Notoriety in their own right in each case was cultivated, but when the time came to settle accounts, like Icarus in Greek mythology they had flown too close to the sun, believing in their own omnipotence, having burned legions on the way.
Prince Mohammed seems less likely, at least for now, to meet such an end as long as his father remains on the throne and the Al Saud succession is not derailed.
The dynamic of brutal and avaricious offspring is not unique to the Middle East: the world's best-known autocratic family is the Kim dynasty in North Korea — one that does not look like collapsing any time soon after 70 years. In Africa, Congo still reels from the baton of power being passed on from Laurent Kabila to his son Joseph, 10 days after he was assassinated in 2001.

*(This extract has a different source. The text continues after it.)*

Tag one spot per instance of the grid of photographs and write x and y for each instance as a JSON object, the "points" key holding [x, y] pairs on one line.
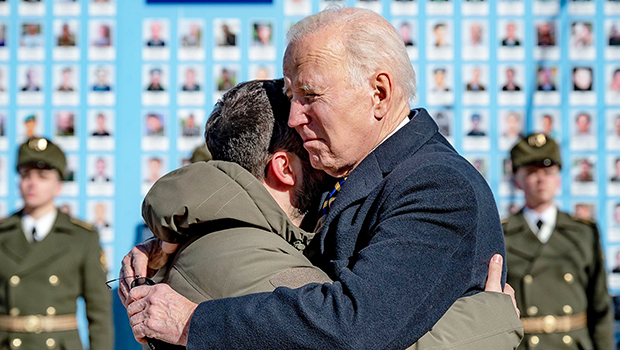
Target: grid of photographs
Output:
{"points": [[52, 98]]}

But it is the lives and brutal actions of the sons of several Middle East dictators over the decades that have made their own bloody and corrupt marks on their nations and well beyond. They have been seared into the collective memory in the first two decades of the 21st century.
Jeremi Suri, a professor of history and public affairs at the University of Texas at Austin, said hereditary succession is not unique to authoritarian states, but they are more likely to be flagrantly violent in the Middle East. That's because intense regional competition and declining prospects at home have driven leaders to paranoia and the international community has shown a propensity to look the other way.
"They are hyper-violent ..., using extreme force to prop up their power for fear of a coming deluge," he said.